Masa kampanye Pilkada DKI Jakarta 2017 berlangsung hingga 15 April 2017. Kepala Kepolisian Daerah (Kapolda) Metro Jaya Irjen Mochamad Iriawan di Gedung KPUD, Salemba, Jakarta Pusat, Rabu (29/3) mengatakan, selain berpotensi mengganggu masa kampanye pilkada, aksi ini dikhawatirkan akan mengganggu ketertiban umum. Pihak kepolisian mengharapkan agar di masa kampanye ini, kota Jakarta dalam keadaan aman tanpa adanya konflik.
Sementara itu Kepala Bidang Hubungan Masyarakat (Kabid Humas) Polda Metro Jaya Kombes Pol Argo Yuwono mengatakan, menunaikan ibadah di masjid adalah hak umat Muslim. Namun polisi melarang masyarakat yang melakukan aksi turun ke jalan pada hari itu.

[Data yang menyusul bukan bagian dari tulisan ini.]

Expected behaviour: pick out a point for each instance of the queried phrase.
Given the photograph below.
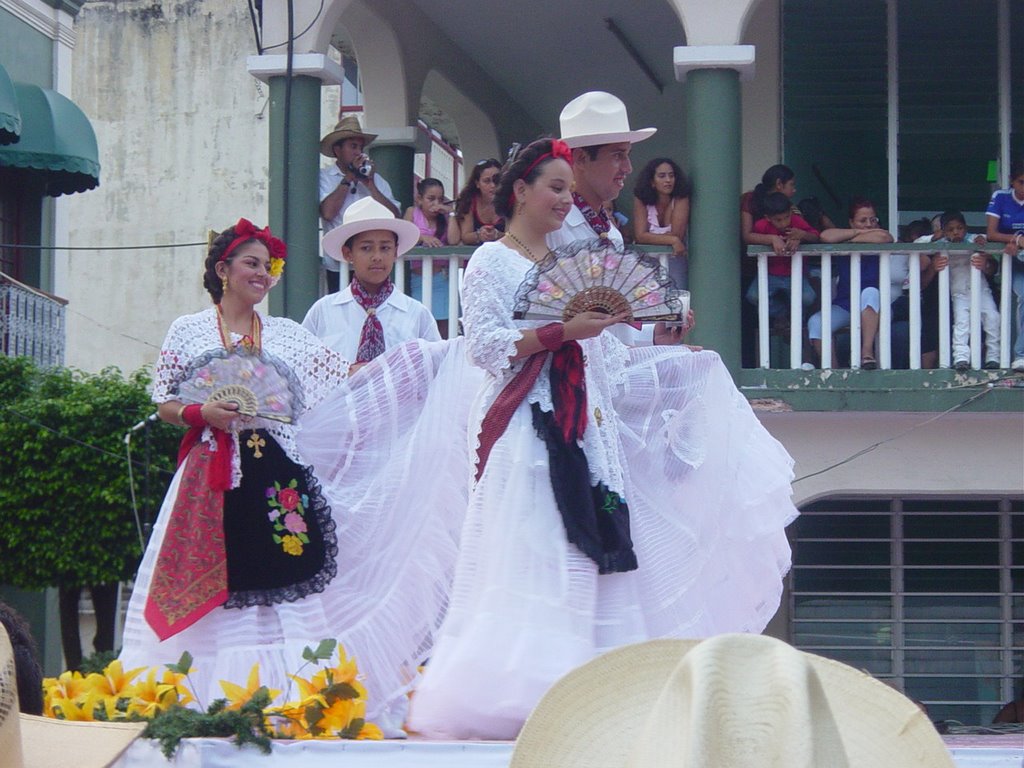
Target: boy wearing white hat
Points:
(349, 179)
(34, 741)
(369, 315)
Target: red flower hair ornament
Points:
(558, 150)
(246, 230)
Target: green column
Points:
(296, 199)
(713, 129)
(394, 163)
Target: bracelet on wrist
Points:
(192, 416)
(551, 336)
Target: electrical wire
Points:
(905, 432)
(100, 248)
(62, 436)
(292, 38)
(131, 488)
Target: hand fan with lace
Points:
(258, 383)
(598, 275)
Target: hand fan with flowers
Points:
(258, 383)
(598, 275)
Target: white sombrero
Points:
(597, 118)
(736, 700)
(31, 741)
(347, 127)
(363, 216)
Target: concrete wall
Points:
(26, 52)
(183, 147)
(762, 96)
(952, 455)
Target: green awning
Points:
(57, 140)
(10, 116)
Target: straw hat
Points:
(736, 700)
(597, 118)
(347, 127)
(364, 215)
(30, 741)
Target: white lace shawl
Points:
(494, 275)
(317, 369)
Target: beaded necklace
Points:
(599, 222)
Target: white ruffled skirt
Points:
(389, 451)
(709, 494)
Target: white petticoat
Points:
(709, 494)
(392, 428)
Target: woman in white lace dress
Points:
(250, 561)
(623, 494)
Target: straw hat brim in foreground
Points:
(677, 704)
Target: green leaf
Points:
(324, 651)
(183, 665)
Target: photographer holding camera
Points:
(351, 177)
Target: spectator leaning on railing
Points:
(1006, 224)
(780, 221)
(961, 263)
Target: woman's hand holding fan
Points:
(599, 276)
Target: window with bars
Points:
(10, 259)
(927, 594)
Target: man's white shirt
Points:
(574, 227)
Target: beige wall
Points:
(952, 455)
(182, 135)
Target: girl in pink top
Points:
(431, 215)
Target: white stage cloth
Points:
(970, 752)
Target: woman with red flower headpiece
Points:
(622, 493)
(244, 566)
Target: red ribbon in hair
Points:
(558, 150)
(246, 230)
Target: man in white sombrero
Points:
(729, 701)
(350, 178)
(33, 741)
(369, 315)
(596, 127)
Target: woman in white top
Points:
(369, 315)
(662, 212)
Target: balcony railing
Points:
(32, 323)
(828, 255)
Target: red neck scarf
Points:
(598, 220)
(372, 336)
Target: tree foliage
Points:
(66, 515)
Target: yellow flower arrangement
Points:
(115, 694)
(331, 702)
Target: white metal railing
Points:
(455, 259)
(32, 323)
(828, 254)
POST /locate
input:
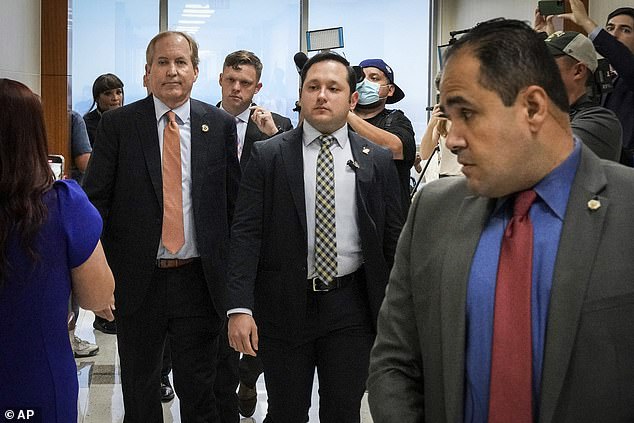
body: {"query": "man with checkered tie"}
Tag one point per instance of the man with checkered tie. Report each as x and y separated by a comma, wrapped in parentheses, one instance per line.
(316, 225)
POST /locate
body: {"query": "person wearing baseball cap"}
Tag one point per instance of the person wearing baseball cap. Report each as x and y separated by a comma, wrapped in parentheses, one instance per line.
(598, 127)
(615, 43)
(388, 128)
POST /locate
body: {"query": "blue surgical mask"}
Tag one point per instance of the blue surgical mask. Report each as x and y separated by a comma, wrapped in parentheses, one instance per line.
(368, 92)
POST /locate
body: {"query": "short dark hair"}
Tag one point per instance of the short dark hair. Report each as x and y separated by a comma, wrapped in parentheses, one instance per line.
(193, 46)
(621, 11)
(103, 83)
(512, 56)
(329, 55)
(241, 58)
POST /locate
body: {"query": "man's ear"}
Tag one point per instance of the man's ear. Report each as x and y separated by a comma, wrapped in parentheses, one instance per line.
(536, 102)
(258, 87)
(581, 71)
(354, 98)
(390, 90)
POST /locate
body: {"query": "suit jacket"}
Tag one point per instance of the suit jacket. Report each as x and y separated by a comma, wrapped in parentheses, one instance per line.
(253, 134)
(417, 363)
(268, 267)
(124, 183)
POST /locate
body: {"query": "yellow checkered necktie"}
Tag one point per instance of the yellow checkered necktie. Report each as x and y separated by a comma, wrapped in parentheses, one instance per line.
(325, 225)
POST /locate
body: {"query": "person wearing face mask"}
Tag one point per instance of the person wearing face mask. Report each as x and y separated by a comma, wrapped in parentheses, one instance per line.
(389, 128)
(107, 94)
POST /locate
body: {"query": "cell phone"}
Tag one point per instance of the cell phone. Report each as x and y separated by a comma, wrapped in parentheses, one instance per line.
(547, 8)
(56, 162)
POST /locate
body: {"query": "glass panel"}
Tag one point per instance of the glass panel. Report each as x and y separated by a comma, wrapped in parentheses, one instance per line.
(397, 32)
(270, 29)
(110, 36)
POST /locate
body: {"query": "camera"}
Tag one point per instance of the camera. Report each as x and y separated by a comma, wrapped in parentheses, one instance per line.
(547, 8)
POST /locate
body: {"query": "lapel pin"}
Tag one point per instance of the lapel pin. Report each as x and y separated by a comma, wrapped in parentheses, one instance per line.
(594, 204)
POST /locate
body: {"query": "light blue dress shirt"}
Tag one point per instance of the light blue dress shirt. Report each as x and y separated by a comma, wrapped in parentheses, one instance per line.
(547, 216)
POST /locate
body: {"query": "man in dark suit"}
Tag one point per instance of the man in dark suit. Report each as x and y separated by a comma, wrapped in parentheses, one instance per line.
(309, 262)
(240, 81)
(164, 175)
(440, 355)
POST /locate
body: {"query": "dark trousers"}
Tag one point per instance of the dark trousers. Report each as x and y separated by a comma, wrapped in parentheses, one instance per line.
(336, 340)
(227, 380)
(177, 305)
(250, 370)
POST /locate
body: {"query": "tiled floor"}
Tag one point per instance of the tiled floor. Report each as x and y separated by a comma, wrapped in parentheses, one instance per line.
(100, 399)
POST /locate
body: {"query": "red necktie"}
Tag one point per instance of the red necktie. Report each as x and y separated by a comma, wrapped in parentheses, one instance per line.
(173, 234)
(511, 358)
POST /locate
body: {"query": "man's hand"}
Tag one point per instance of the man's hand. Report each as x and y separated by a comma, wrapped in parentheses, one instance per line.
(580, 16)
(243, 333)
(543, 23)
(264, 120)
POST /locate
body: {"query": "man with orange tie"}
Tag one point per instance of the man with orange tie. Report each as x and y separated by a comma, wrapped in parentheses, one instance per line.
(164, 175)
(523, 312)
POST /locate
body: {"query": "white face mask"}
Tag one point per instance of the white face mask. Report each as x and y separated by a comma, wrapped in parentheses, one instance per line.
(369, 92)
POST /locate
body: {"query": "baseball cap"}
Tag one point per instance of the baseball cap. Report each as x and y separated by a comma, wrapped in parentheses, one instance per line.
(387, 70)
(575, 45)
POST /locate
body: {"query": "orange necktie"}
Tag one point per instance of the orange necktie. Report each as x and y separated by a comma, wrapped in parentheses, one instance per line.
(173, 234)
(511, 356)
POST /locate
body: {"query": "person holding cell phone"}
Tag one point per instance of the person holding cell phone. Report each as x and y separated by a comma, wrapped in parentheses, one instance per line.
(49, 245)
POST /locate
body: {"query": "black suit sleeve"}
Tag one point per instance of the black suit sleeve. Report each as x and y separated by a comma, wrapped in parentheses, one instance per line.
(100, 177)
(246, 234)
(393, 209)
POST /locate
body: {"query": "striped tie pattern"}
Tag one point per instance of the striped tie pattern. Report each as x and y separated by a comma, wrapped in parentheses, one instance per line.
(325, 226)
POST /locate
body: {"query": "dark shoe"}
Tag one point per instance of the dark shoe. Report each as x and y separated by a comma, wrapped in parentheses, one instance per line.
(247, 400)
(105, 326)
(167, 393)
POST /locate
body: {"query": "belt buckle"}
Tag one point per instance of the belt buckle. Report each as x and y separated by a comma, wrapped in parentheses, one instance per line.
(315, 280)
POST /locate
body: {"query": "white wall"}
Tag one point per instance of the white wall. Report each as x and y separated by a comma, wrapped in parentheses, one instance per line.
(20, 46)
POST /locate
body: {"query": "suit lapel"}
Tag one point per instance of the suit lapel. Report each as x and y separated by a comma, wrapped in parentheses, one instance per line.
(465, 234)
(199, 149)
(251, 135)
(147, 133)
(362, 153)
(293, 159)
(580, 237)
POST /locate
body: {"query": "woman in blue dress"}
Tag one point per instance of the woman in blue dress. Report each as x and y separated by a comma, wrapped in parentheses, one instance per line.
(49, 244)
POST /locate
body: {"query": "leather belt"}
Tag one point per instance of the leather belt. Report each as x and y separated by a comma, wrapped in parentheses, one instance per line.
(173, 263)
(317, 285)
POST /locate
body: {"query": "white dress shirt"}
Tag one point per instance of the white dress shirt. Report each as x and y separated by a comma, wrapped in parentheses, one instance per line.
(242, 120)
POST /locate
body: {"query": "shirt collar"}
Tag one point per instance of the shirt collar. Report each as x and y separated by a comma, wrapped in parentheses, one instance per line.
(182, 111)
(310, 134)
(554, 188)
(244, 116)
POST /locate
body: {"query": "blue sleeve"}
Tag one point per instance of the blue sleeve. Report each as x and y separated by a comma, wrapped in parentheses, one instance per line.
(80, 219)
(79, 142)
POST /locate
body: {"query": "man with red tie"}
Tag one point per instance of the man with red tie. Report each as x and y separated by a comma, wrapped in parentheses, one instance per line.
(164, 176)
(523, 311)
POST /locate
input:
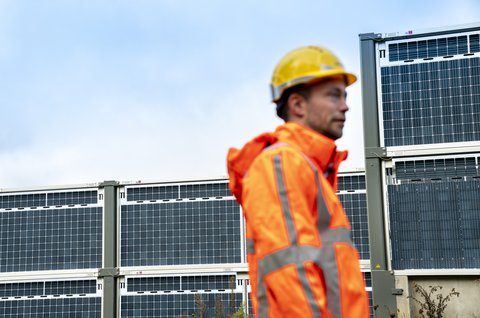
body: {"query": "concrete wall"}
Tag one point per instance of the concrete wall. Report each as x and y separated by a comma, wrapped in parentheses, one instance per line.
(466, 305)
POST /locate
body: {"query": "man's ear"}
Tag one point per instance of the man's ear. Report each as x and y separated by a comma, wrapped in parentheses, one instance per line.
(296, 106)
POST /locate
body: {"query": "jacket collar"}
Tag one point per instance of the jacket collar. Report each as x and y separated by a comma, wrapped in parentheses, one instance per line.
(320, 149)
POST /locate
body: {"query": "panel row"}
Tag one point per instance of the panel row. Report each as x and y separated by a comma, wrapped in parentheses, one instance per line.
(27, 200)
(431, 48)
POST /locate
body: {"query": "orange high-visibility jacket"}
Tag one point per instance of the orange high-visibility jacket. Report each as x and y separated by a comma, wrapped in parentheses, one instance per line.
(301, 259)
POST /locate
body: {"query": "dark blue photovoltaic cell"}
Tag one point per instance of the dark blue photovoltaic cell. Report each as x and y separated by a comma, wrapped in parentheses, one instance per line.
(205, 190)
(85, 307)
(51, 239)
(176, 305)
(474, 43)
(154, 284)
(208, 282)
(21, 289)
(412, 50)
(187, 232)
(435, 168)
(355, 206)
(71, 287)
(183, 191)
(10, 201)
(181, 283)
(432, 102)
(75, 197)
(48, 288)
(435, 224)
(27, 200)
(348, 183)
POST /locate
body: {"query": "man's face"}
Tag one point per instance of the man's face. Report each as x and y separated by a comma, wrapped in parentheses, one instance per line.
(325, 109)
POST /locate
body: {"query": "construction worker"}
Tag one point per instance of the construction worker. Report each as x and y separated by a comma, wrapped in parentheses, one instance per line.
(301, 259)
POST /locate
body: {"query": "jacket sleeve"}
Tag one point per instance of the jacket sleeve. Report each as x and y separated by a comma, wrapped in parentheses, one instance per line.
(280, 208)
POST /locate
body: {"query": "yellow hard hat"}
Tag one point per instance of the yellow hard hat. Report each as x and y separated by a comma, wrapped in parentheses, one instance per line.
(305, 65)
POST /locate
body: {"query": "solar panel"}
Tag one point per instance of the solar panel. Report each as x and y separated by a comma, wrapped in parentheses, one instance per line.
(355, 206)
(74, 197)
(431, 102)
(77, 298)
(181, 283)
(10, 201)
(439, 47)
(88, 307)
(352, 194)
(351, 182)
(180, 296)
(434, 222)
(51, 239)
(177, 305)
(183, 191)
(185, 232)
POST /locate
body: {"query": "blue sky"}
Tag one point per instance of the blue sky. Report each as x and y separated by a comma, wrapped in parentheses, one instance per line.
(158, 90)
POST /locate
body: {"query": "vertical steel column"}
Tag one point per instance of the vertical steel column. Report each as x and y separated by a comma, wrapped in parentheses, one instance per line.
(110, 272)
(383, 281)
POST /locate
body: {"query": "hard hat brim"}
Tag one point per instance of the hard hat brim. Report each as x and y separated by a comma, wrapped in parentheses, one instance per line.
(311, 78)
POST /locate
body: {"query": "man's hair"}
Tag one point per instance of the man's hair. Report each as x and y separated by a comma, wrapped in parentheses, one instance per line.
(282, 104)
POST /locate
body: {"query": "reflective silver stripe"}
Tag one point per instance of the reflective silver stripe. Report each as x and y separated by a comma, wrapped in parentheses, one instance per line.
(312, 301)
(298, 255)
(250, 245)
(322, 210)
(332, 280)
(282, 191)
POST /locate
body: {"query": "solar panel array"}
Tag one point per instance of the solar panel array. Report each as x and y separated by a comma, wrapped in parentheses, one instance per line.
(433, 47)
(434, 209)
(352, 194)
(57, 231)
(188, 224)
(180, 296)
(431, 102)
(173, 227)
(76, 298)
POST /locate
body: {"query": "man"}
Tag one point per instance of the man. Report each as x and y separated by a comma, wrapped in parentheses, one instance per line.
(301, 259)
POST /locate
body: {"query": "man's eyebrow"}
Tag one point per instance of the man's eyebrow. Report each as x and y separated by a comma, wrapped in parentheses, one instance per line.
(340, 91)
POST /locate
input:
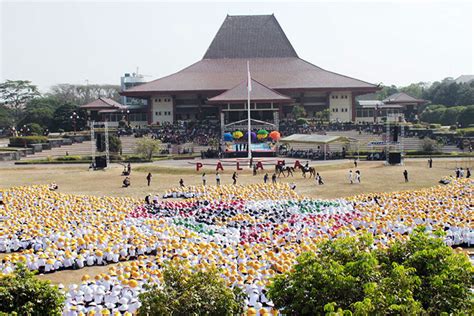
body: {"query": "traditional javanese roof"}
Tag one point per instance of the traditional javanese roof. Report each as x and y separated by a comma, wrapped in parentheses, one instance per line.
(273, 62)
(103, 103)
(250, 36)
(259, 93)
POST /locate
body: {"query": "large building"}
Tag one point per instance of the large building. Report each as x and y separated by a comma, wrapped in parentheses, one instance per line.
(214, 87)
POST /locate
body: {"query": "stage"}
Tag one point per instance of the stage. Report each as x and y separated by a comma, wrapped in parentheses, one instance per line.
(239, 150)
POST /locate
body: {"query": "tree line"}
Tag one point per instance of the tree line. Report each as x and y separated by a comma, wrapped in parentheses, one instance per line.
(346, 276)
(23, 106)
(451, 103)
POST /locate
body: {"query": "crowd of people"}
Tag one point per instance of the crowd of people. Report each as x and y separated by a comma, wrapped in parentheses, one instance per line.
(252, 232)
(312, 154)
(187, 132)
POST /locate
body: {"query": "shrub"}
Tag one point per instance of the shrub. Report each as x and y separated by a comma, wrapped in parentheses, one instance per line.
(414, 277)
(21, 141)
(146, 147)
(70, 158)
(35, 129)
(23, 294)
(185, 293)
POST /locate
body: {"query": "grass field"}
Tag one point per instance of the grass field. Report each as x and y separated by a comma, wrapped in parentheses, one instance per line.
(376, 177)
(76, 179)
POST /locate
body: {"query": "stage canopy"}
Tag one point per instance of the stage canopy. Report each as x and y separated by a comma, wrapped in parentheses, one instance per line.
(315, 139)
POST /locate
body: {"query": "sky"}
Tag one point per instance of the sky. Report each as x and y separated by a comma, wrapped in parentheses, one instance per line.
(389, 42)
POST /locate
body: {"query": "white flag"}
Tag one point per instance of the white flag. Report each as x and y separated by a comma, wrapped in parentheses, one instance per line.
(249, 79)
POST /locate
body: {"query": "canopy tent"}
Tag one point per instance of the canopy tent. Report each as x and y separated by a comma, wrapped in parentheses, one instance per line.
(315, 139)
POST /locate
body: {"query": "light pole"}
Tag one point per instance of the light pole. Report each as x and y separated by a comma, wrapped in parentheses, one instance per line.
(74, 118)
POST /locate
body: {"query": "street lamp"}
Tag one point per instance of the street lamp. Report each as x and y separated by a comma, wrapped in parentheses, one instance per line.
(24, 131)
(74, 118)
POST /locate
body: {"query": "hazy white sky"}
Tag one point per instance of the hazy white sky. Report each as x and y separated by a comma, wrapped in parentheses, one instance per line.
(396, 42)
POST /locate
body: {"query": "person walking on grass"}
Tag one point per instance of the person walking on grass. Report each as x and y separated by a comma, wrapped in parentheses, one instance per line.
(405, 175)
(351, 177)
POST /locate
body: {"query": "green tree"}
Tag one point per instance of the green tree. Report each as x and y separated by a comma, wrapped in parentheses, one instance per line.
(22, 293)
(62, 118)
(337, 274)
(186, 293)
(466, 118)
(430, 145)
(15, 94)
(35, 129)
(348, 277)
(446, 276)
(415, 89)
(147, 147)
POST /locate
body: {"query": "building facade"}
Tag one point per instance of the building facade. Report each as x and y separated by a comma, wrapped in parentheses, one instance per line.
(257, 41)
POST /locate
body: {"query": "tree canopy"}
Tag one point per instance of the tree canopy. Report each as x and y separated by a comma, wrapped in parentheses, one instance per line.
(347, 275)
(23, 294)
(184, 292)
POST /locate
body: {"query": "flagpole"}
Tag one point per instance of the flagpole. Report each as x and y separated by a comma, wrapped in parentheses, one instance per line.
(249, 131)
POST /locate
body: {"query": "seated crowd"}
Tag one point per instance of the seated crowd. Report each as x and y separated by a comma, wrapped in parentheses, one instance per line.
(184, 132)
(251, 232)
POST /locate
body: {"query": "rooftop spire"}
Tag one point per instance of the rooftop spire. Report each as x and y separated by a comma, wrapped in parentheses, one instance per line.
(250, 36)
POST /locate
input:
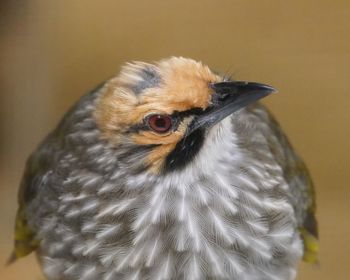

Menanggapi larangan Aksi 313, Ketua Tim Advokasi GNPF MUI, Kapitra Ampera mengatakan, Aksi 313, Jumat (31/3), mendatang, tidak bisa dilarang karena bertentangan dengan Tap MPR Nomor tujuh tahun 1998 tentang hak asasi manusia. Dalam aksi 313, seharusnya presiden mendengarkan suara rakyat.
“Aksi 313 nanti adalah untuk meminta presiden mencopot (Basuki Tjahaja Purnama) Ahok yang telah menjadi terdakwa dari jabatannya sebagai gubernur DKI Jakarta, jika presiden menolak melaksanakan undang-undang, maka presiden telah melanggar hukum,” jelas dia kepada wartawan.
Menurutnya, Aksi 313 mendatang harus dilindungi oleh kepolisian, bukannya malah melarang. Hanya saja, dalam memberikan aspirasi tidak boleh melakukan kekerasan dan tindakan pengerusakkan.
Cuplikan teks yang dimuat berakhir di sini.